As explained well by Lance Roberts in Corporate Profits Are Worse Than You Think, the S&P 500 stock index price (in blue) has now overshot corporate profits (orange) by the most since the late 1920s and the 2000 bubble top.
In typical late-cycle fashion, consumer confidence is high while corporate leaders are worried about falling revenues and focused on cost-cutting. As shown below, the sentiment spread between CEO and consumer expectations is the widest today since the tech wreck top in 2000.
Part of the issue here is that realistic corporate executives know they have had one hell of a liquidity-driven-run over the past several years, and extremely favourable financial conditions never continue forever.
They are also fully aware that corporate profits (orange line in the first chart above) have only remained inflated thus far thanks to record share buybacks and other accounting tricks they have used for near-term ‘beats’ at the expense of longer-term strength and returns.
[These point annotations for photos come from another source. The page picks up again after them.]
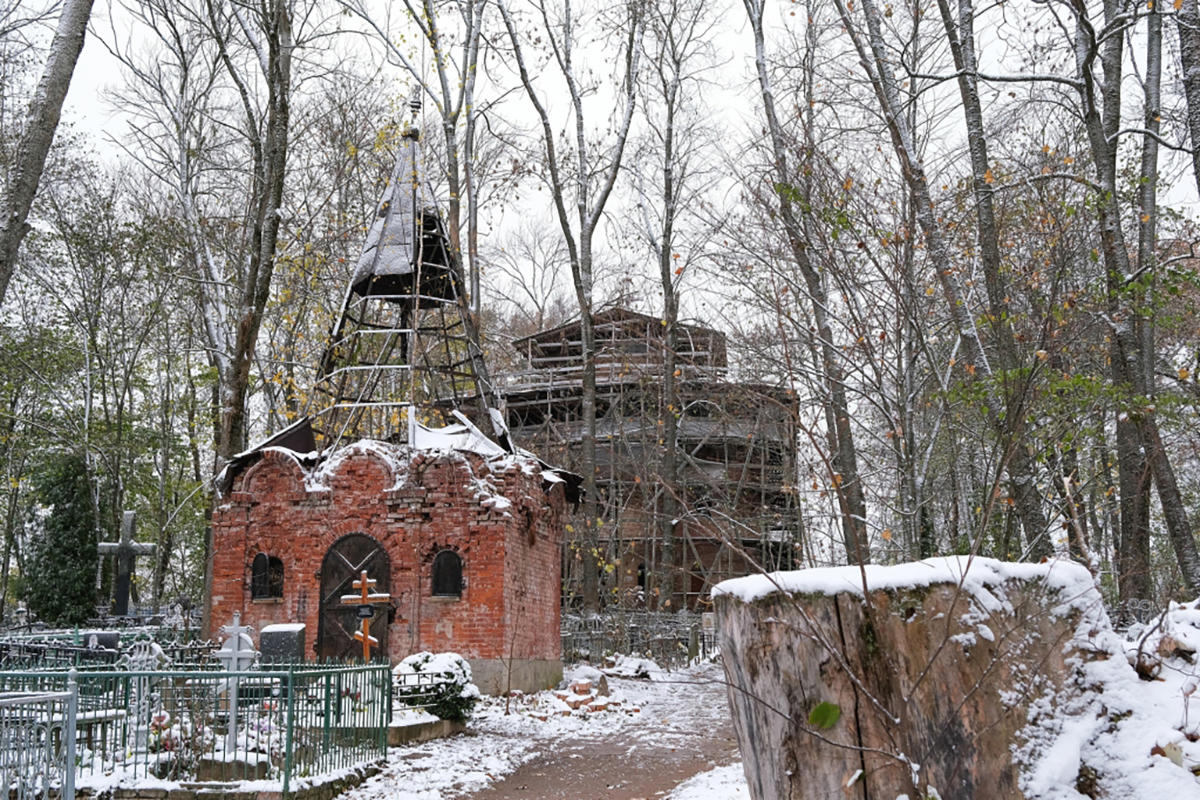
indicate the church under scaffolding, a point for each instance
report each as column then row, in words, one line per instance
column 733, row 509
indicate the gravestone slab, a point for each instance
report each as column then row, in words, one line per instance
column 282, row 643
column 101, row 639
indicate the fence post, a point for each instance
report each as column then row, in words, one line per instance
column 327, row 721
column 69, row 735
column 289, row 729
column 385, row 711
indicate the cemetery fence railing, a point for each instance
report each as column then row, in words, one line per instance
column 285, row 723
column 37, row 741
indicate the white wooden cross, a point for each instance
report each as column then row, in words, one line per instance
column 237, row 654
column 365, row 602
column 143, row 657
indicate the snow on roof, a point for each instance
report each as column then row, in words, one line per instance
column 971, row 572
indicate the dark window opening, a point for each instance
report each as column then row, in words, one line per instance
column 265, row 577
column 447, row 575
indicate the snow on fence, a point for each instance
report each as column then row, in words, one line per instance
column 72, row 649
column 669, row 638
column 288, row 722
column 37, row 734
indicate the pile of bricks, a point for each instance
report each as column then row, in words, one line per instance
column 581, row 695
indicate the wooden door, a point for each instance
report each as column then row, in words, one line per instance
column 339, row 570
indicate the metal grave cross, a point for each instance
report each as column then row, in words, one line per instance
column 365, row 601
column 126, row 552
column 237, row 654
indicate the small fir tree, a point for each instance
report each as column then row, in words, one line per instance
column 60, row 571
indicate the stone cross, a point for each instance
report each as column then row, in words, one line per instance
column 365, row 601
column 235, row 655
column 126, row 552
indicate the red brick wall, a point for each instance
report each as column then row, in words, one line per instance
column 510, row 554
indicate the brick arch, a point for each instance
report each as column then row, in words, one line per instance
column 341, row 564
column 277, row 473
column 364, row 471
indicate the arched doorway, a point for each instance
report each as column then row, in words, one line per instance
column 340, row 569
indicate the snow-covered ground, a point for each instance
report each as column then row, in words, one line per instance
column 719, row 783
column 663, row 710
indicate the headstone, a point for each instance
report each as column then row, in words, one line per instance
column 282, row 643
column 126, row 552
column 174, row 618
column 237, row 654
column 101, row 641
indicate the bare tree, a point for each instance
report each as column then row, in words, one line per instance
column 582, row 175
column 39, row 133
column 846, row 480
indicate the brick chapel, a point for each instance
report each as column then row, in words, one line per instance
column 461, row 530
column 466, row 545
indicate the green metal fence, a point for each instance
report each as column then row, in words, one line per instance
column 280, row 725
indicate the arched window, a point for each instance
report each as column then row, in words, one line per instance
column 447, row 575
column 265, row 577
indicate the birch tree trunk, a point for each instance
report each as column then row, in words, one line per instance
column 39, row 134
column 1021, row 468
column 1101, row 104
column 1188, row 19
column 588, row 182
column 846, row 481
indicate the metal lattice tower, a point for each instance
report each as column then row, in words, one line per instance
column 405, row 348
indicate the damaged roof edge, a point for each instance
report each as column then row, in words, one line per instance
column 299, row 439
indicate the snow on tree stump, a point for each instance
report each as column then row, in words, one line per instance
column 924, row 686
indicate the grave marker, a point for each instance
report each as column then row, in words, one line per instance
column 126, row 552
column 365, row 600
column 237, row 654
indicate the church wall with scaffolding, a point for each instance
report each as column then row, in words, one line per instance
column 737, row 449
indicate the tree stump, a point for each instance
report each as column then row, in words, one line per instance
column 923, row 685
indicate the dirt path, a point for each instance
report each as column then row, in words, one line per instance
column 664, row 732
column 600, row 768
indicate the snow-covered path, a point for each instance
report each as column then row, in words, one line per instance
column 681, row 733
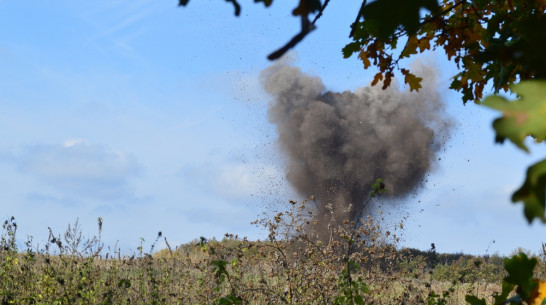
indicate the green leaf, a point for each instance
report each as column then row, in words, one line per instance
column 359, row 300
column 532, row 192
column 474, row 300
column 351, row 48
column 520, row 273
column 388, row 15
column 523, row 117
column 306, row 7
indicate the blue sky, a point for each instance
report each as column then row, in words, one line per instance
column 153, row 117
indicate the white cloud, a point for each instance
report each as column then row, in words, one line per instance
column 80, row 169
column 236, row 180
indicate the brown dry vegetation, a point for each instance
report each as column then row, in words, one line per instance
column 358, row 264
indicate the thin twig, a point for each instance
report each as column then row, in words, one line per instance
column 358, row 16
column 320, row 12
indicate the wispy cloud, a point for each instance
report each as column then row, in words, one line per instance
column 80, row 169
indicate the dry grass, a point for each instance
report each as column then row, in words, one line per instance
column 357, row 263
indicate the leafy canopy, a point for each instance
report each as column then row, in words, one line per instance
column 494, row 43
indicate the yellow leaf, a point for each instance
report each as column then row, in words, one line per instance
column 413, row 81
column 377, row 78
column 538, row 295
column 364, row 57
column 411, row 47
column 424, row 44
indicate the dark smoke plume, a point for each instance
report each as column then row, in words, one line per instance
column 338, row 144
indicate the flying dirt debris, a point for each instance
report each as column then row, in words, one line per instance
column 337, row 144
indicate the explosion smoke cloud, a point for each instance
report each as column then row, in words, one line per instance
column 338, row 144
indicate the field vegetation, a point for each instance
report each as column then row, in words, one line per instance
column 358, row 264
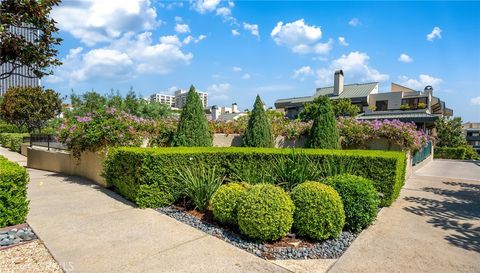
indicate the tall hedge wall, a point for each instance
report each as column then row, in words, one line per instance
column 129, row 168
column 13, row 193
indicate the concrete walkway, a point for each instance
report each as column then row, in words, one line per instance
column 434, row 226
column 90, row 229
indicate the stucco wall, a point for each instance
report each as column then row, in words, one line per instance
column 89, row 165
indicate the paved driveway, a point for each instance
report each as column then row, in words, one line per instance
column 434, row 226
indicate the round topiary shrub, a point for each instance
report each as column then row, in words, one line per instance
column 265, row 212
column 360, row 199
column 224, row 202
column 318, row 211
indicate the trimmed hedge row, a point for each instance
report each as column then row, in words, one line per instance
column 129, row 168
column 449, row 153
column 12, row 141
column 13, row 193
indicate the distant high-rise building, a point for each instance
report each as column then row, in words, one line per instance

More than anyone else, they know how the sausage has been made!! That’s why executives have been selling their own shares into the flow of corporate buybacks in record numbers.
As the Wall Street Journal reported, when surveyed, 93% of CFOs (head sausage makers) said that companies use reported earnings to overstate their financial performance in order to influence the stock price higher (as shown in the graphic on left).
Would-be investors who believe or argue that share prices are rising because they or their asset managers are savvy and picking ‘good companies’ with ‘solid earnings’ are deluded and missing the plot here.
This cycle will go down in history as one of the most capital destructive episodes of all time. And there were a ton of warning signs.